Triangle, bow pose, cat & cow, eagle, crow, etc. On the mat, our bodies flex and extend to take on many different shapes. Each pose is done in a specific order (krama), placed in a special way (vinyasa), to help us experience a certain feeling or sensation. As our bodies move into these shapes, I believe we take on the flavour or energy of the pose; We take on it's personality. It's exactly like body language. For example, when our arms are crossed it makes us feel protected and it might warn others to keep their distance. If you're arms are relaxed at your side while interacting with another, it offers an inviting and relaxed energy. Hands on the hips might exude confidence inside and out.
Social psychologist, Amy Cuddy says that our bodies can change our minds, and our minds can change our behaviour, therefore our behaviour can change our outcomes. She's studied that if you bring the body into a power pose- like standing with your arms overhead or your hands on your hips- testosterone levels (the dominance hormone) raise and cortisol levels (the stress hormone) fall. This simple exercise can replace feelings of fear and nervousness with strength and confidence. Power posing for 2 minutes before a stressful evaluative situation (like a presentation or interview) help you to approach your circumstance with presence, passion and enthusiasm.
In Yoga, self-assurance can be experienced in the stronger postures like the warriors & handstand (adho mukha vrksasana). With the focused gaze and the big open stance of warrior 2 (virabhadrasana II) the pose can make you feel like a fearsome fighter. This character is especially important to explore if off the mat you feel timid, powerless and/or shy. On the other hand, child's pose (balasana) comforts our bodies. This posture makes us feel held and supported.
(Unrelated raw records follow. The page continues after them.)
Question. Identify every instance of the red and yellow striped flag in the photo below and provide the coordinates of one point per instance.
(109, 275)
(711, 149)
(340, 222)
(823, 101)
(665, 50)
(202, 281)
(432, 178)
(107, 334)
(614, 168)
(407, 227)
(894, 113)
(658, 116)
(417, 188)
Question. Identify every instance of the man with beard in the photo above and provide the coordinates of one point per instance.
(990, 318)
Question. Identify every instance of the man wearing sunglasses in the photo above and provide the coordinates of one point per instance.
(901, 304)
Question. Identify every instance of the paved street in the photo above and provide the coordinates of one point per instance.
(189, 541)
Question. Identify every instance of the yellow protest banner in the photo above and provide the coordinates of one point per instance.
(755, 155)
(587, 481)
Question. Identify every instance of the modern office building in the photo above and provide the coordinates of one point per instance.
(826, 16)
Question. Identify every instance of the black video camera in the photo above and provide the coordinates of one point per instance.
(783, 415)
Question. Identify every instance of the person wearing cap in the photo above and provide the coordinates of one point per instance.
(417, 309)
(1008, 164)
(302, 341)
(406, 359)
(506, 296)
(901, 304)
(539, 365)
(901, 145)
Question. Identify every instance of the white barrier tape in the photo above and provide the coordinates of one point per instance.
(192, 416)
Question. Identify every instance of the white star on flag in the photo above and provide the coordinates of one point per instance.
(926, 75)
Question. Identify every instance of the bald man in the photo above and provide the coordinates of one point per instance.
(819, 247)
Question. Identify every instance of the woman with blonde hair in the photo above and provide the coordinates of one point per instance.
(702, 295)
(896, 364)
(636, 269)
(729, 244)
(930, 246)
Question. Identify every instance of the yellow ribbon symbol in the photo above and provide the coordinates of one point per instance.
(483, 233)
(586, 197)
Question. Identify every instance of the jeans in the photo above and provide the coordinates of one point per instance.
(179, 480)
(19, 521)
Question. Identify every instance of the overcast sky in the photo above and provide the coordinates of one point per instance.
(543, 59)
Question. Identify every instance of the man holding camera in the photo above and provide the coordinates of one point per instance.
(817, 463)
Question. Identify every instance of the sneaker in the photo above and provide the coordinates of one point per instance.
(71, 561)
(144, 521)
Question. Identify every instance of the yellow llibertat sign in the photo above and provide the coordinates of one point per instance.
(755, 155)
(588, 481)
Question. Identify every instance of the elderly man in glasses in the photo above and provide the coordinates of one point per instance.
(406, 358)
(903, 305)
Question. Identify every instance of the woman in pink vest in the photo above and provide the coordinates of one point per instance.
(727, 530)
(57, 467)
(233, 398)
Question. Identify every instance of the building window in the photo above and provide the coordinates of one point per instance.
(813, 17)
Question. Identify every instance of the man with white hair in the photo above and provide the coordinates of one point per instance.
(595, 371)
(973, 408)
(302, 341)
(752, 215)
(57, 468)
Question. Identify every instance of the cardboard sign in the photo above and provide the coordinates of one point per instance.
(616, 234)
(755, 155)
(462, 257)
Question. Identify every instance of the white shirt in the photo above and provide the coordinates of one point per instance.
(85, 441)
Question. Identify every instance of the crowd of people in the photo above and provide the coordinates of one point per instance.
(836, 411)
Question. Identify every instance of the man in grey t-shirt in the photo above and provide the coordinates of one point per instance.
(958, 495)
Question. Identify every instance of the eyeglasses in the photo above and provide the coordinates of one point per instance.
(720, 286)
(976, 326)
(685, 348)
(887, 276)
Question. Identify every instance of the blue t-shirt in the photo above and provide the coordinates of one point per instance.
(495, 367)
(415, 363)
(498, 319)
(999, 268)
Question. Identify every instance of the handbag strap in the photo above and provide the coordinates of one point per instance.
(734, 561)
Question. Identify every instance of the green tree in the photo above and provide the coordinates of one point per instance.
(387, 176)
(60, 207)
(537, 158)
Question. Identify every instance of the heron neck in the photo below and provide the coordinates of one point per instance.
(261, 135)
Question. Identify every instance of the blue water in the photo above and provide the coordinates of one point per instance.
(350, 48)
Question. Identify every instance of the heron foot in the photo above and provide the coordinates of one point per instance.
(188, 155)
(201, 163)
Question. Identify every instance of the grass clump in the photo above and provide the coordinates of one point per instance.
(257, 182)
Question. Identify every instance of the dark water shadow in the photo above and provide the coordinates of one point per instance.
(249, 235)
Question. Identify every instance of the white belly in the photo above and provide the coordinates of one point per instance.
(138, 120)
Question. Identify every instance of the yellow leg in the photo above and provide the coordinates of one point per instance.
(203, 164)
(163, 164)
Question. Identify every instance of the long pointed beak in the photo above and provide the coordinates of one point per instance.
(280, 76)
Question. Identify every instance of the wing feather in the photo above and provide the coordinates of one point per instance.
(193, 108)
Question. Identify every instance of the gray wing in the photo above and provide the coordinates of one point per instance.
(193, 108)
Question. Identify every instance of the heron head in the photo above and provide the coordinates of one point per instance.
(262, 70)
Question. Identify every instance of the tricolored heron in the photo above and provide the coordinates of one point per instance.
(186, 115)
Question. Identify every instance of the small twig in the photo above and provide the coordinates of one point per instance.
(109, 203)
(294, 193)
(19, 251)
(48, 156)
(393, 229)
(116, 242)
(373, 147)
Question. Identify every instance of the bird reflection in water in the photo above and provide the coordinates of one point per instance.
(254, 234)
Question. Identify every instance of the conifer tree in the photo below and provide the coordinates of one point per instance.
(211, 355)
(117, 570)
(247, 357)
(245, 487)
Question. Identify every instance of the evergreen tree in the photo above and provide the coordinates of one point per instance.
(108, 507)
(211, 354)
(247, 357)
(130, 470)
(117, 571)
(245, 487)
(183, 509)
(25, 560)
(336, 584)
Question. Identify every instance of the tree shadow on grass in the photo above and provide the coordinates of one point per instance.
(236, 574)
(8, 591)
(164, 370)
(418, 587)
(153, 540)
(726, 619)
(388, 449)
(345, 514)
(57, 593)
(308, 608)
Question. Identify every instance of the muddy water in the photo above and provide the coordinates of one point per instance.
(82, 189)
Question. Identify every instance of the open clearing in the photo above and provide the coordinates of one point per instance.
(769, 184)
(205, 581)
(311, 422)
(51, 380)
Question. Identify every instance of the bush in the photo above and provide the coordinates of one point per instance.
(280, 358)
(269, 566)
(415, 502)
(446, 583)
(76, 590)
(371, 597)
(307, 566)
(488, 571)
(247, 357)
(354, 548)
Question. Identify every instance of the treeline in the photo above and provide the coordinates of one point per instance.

In this shape, the heartbeat slows as our breath deepens and our vessel grounds. Forward folds automatically can shift us into a state of reflection. We literally are looking inward, turning our face and senses towards our own bodies.
I like to go further with this notion. While in meditation, I often ask my students to note how they're feeling in the moment. Then I'll ask them to pick a shape that goes along with their mood. In other words, if you could be a shape what would you be? You might be a perfect triangle, a complete circle, a messy ball of squiggly lines, or maybe you're formless and without boundaries. Does your shape have a colour? Is it hollow or filled in with an element, temperature or texture? Are the lines thick or thin?
When class comes to a close, I instruct the yogis to reflect on an internal shape once again. It is astonishing to hear how different their shape is from when they first walked in. I think this symbolizes the transformation and metamorphosis that can happen on the mat.
After the body has explored space around itself and it's tried on multiple characters and personalities derived from the many yoga postures, one is bound to walk out in a different state with a different shape. We might even leave with a better understanding of how our bodies communicate and what they're saying. If anything this new concept may have put a new spin on the phrase "in shape"!